As I hand a mother a grocery bag with a weeks worth of diapers for her newborn baby, I see Carol sneaking eggs, sugar packets, and anything she can get her hands on. I have to confront her. The strong scent of urine overwhelms me as I get closer. How can I stop someone who is struggling so much? Why can’t I let people take as much as they need?
“Excuse me Carol,” I say softly, “The food is supposed to stay here.” She stares down her nose at me. She is tall and thin. As she looks down in my direction, in a “who are you to tell me what to do” kind of way, she proceeds to take food from the table and stuff it in her bag. Her long face has quickly morphed from laughter to a menacing grin. I ask her if she would like to stay and eat, but she has stopped listening all-together. People can get pretty tough around the edges when they are so hard up. When I ask her one more time to stop taking the food, I tell her it is time for her to leave, and walk with her towards the door.

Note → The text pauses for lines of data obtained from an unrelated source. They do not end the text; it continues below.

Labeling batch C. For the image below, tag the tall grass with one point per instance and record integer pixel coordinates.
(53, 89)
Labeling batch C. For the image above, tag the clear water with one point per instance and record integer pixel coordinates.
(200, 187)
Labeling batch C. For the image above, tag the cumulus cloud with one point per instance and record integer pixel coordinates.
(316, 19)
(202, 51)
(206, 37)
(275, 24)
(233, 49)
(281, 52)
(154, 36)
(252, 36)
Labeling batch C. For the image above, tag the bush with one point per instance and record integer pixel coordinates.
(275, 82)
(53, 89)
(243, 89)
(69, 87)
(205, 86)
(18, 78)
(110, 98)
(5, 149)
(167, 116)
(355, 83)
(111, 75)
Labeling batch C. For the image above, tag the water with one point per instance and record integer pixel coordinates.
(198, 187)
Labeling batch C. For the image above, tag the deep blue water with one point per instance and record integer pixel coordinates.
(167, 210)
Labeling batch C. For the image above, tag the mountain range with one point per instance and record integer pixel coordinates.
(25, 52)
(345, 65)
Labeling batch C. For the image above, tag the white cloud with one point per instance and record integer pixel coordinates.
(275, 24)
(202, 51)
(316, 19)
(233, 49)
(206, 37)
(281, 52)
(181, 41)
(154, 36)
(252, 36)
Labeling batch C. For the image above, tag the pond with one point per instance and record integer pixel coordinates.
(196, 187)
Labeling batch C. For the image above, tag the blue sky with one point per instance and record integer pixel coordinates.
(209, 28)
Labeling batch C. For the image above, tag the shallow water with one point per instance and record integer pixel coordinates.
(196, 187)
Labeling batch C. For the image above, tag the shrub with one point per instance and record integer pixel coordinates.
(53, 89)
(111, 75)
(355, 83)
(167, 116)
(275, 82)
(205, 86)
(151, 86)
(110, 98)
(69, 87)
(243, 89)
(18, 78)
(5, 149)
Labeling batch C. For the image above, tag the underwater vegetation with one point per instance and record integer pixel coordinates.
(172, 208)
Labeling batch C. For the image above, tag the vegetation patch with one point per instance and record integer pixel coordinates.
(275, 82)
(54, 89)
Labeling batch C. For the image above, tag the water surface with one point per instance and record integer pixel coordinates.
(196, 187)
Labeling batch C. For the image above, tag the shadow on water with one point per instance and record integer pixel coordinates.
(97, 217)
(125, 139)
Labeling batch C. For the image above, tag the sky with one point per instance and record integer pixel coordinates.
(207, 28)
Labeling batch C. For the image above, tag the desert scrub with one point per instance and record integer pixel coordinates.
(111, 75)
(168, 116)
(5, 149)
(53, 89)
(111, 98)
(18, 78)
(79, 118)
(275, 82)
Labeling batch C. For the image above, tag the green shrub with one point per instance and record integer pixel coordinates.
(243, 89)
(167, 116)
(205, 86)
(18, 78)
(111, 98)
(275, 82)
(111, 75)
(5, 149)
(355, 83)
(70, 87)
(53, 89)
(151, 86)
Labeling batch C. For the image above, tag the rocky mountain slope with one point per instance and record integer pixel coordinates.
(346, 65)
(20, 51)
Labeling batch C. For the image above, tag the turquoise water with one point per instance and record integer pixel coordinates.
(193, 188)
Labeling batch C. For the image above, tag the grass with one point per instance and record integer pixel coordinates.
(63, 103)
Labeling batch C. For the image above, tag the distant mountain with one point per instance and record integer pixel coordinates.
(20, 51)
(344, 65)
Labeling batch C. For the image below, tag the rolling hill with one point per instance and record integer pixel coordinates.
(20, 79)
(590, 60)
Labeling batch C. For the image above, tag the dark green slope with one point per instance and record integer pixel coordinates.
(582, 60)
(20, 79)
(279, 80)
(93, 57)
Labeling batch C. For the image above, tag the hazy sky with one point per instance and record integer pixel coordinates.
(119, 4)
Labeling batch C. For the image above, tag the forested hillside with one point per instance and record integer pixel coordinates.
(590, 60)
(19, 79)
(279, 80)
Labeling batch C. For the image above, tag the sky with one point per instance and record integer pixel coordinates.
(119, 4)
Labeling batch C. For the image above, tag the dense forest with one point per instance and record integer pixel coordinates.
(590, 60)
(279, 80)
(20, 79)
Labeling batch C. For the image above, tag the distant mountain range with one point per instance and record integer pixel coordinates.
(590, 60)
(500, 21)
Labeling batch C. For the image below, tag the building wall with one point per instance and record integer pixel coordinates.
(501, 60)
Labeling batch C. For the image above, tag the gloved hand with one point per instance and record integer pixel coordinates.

She is now standing in the doorway cackling at me. She clearly has several inches on me, and who knows what kinds of objects she has in that long coat. Just then Walter, a tall middle-aged man who works in the computer room came charging down the hallway towards us. He had clearly heard some commotion. He pushed me aside and forcefully escorted Carol out the door.
I have learned a lot working here. It is hard to maintain a balanced composure when I realize what some of these people have to face. My experience here has often left me with a sense of ethical conflict. I can not always give people what they need. I have learned that there are many ways that people deal with these tough situations. I see people at their lowest points as they lose their housing, can’t feed their families, have lost loved ones, and some who just can’t take it and have committed suicide. This center can be a dark place where it all hangs out, or a joyous place where someone just found a job after living on the street, or had a commitment ceremony in a church basement. It all depends on the day, and what life serves up for breakfast.